Politique du patrimoine : des fragilités pointées par la Cour des comptes

Dans un rapport remis en juin 2022, la Cour des comptes évalue la politique culturelle de l’État en matière de protection du patrimoine historique. Si le soutien financier de l’État a été plus important en 2020 et 2021, les rapporteurs considèrent que des actions structurelles sont à engager pour améliorer l’efficacité des dispositifs existants.

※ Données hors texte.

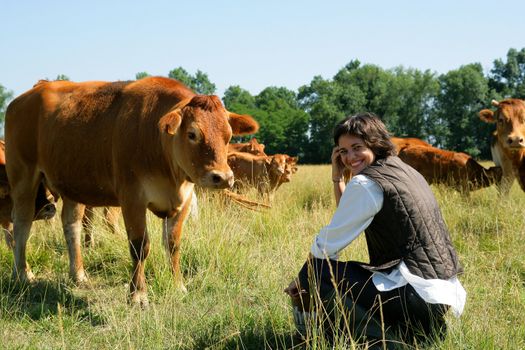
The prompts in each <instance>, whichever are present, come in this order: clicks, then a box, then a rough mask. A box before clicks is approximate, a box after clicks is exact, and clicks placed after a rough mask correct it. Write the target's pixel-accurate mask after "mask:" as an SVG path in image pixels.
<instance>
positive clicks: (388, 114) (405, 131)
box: [385, 67, 439, 140]
mask: <svg viewBox="0 0 525 350" xmlns="http://www.w3.org/2000/svg"><path fill="white" fill-rule="evenodd" d="M391 73H392V74H393V79H392V80H391V82H390V84H389V88H388V90H387V92H386V98H385V99H386V100H387V101H388V102H387V103H386V105H387V106H389V110H387V111H386V112H385V113H386V114H387V118H386V119H387V121H388V123H387V124H388V125H387V126H388V129H389V131H390V132H391V133H392V134H394V135H396V136H399V137H417V138H421V139H426V140H428V139H429V134H430V132H431V128H430V127H429V120H430V118H431V112H432V107H433V104H434V103H435V100H436V97H437V95H438V93H439V82H438V80H437V77H436V76H435V74H434V73H431V72H430V71H428V70H427V71H425V72H421V71H419V70H417V69H407V70H405V69H403V68H402V67H397V68H394V69H393V70H392V71H391Z"/></svg>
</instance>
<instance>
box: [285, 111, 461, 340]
mask: <svg viewBox="0 0 525 350" xmlns="http://www.w3.org/2000/svg"><path fill="white" fill-rule="evenodd" d="M334 142H335V144H336V145H337V146H336V147H334V149H333V152H332V181H333V185H334V194H335V199H336V203H337V210H336V212H335V214H334V216H333V218H332V221H331V222H330V224H329V225H328V226H325V227H324V228H323V229H321V231H320V232H319V234H318V235H317V237H315V240H314V242H313V244H312V247H311V251H310V254H309V257H308V260H307V262H306V263H305V264H304V266H303V268H302V269H301V271H300V272H299V277H298V279H297V280H295V281H293V282H292V283H291V284H290V286H289V287H288V288H286V289H285V292H286V293H288V294H289V295H290V296H291V297H292V299H293V300H294V299H295V300H299V301H300V303H302V304H303V305H307V304H309V301H310V295H313V296H317V297H315V298H312V300H314V301H315V299H317V300H318V303H317V305H316V309H317V310H325V311H326V314H327V315H328V319H329V321H330V322H331V324H332V325H333V324H334V323H333V322H334V319H333V316H334V315H333V310H334V309H335V308H336V307H337V305H343V309H344V311H345V318H344V319H345V322H344V323H345V327H344V329H348V330H350V332H351V335H352V337H354V339H355V338H359V337H365V338H366V339H367V340H368V341H373V340H374V339H384V337H385V332H387V333H396V334H397V335H401V336H402V337H403V338H404V339H407V340H408V339H410V341H411V339H412V338H413V337H414V336H416V337H418V338H427V337H433V336H435V335H439V336H441V337H443V336H444V335H445V332H446V324H445V320H444V314H445V313H446V311H447V310H448V308H449V307H451V308H452V309H453V311H454V313H455V314H456V315H458V316H459V314H461V312H462V310H463V307H464V304H465V298H466V293H465V290H464V289H463V287H462V286H461V283H460V282H459V280H458V279H457V278H456V276H457V274H459V273H461V272H462V269H461V267H460V265H459V262H458V258H457V255H456V252H455V250H454V248H453V246H452V244H451V241H450V236H449V233H448V230H447V227H446V225H445V222H444V221H443V217H442V215H441V211H440V209H439V207H438V204H437V202H436V199H435V198H434V195H433V193H432V191H431V189H430V187H429V185H428V184H427V183H426V181H425V180H424V178H423V177H422V176H421V175H420V174H419V173H418V172H416V171H415V170H414V169H413V168H411V167H410V166H408V165H407V164H405V163H403V162H402V161H401V160H400V159H399V158H398V157H397V156H396V152H395V147H394V145H393V144H392V142H391V141H390V136H389V134H388V131H387V130H386V128H385V126H384V124H383V123H382V122H381V120H380V119H379V118H378V117H377V116H375V115H374V114H372V113H364V114H358V115H355V116H351V117H348V118H346V119H345V120H343V121H341V122H340V123H339V124H338V125H337V126H336V127H335V130H334ZM345 169H347V170H350V171H351V172H352V175H353V178H352V179H351V180H350V182H348V185H345V182H344V179H343V172H344V171H345ZM363 231H364V232H365V236H366V242H367V246H368V253H369V257H370V263H369V264H366V263H360V262H354V261H348V262H342V261H338V254H339V252H340V251H341V250H342V249H343V248H345V247H346V246H347V245H349V244H350V243H351V242H352V241H353V240H354V239H355V238H357V236H358V235H359V234H360V233H361V232H363ZM308 291H309V292H310V294H309V293H308ZM312 292H313V293H312ZM336 300H338V301H340V302H339V304H337V303H338V301H336ZM319 302H320V303H321V305H319ZM321 306H322V307H321ZM294 316H295V314H294ZM296 323H298V325H300V320H297V318H296ZM329 328H330V327H329ZM334 328H337V327H333V326H332V327H331V331H332V332H333V331H334ZM298 329H299V330H300V327H298ZM325 330H327V329H326V328H325ZM328 335H329V334H328ZM387 337H388V335H387Z"/></svg>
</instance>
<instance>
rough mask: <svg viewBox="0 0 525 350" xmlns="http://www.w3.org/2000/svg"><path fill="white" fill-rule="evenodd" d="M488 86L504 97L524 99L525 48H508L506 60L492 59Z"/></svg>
mask: <svg viewBox="0 0 525 350" xmlns="http://www.w3.org/2000/svg"><path fill="white" fill-rule="evenodd" d="M489 86H490V88H491V89H493V90H495V91H496V92H497V93H498V94H499V95H501V96H502V97H504V98H510V97H514V98H521V99H525V48H523V49H521V51H518V50H516V49H513V48H511V49H509V51H508V52H507V61H506V62H504V61H503V60H501V59H497V60H495V61H494V67H493V68H492V70H491V71H490V75H489Z"/></svg>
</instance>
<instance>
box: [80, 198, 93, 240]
mask: <svg viewBox="0 0 525 350" xmlns="http://www.w3.org/2000/svg"><path fill="white" fill-rule="evenodd" d="M94 219H95V211H94V209H93V207H89V206H86V208H85V209H84V216H83V217H82V228H83V229H84V246H85V247H93V246H94V245H95V240H94V239H93V231H94V229H93V220H94Z"/></svg>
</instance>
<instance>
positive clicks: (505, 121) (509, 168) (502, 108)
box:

Cité de Carcassonne vue du pont neuf.
Le "bilan sanitaire" des monuments historiques réalisé en 2018 avait montré un état "préoccupant" pour près d’un quart d’entre eux. © Warpedgalerie - stock.adobe.com

En 2020, 44 540 édifices étaient couverts par le régime des monuments historiques et bénéficient à ce titre d’un soutien financier pour leur entretien ou leur restauration soit directement de l’État, soit des collectivités territoriales. Si une forte hausse des dépenses publiques pour la sauvegarde du patrimoine est constatée dans le rapport de la Cour des comptes sur la politique de l'État concernant le patrimoine monumental, les auteurs préconisent des changements structurels. 

Effets négatifs des réformes

Le plan de relance consécutif à la crise sanitaire (146 millions d’euros pour le secteur de la culture) a contribué à une augmentation sensible des crédits de l’État en direction de la restauration des monuments de premier plan. Plus globalement, la dépense publique allouée au patrimoine national est passée de 1,3 milliard d’euros en 2018 à un peu plus de 2 milliards en 2021. Cette dépense comprend le soutien aux propriétaires privés de monuments historiques à travers la politique fiscale.

Si les dépenses de l'État sont facilement identifiables, les rapporteurs observent que l’estimation de l’effort financier des collectivités territoriales pour la sauvegarde du patrimoine est plus difficile à évaluer car "plus imprécise" et "irrégulière dans le temps".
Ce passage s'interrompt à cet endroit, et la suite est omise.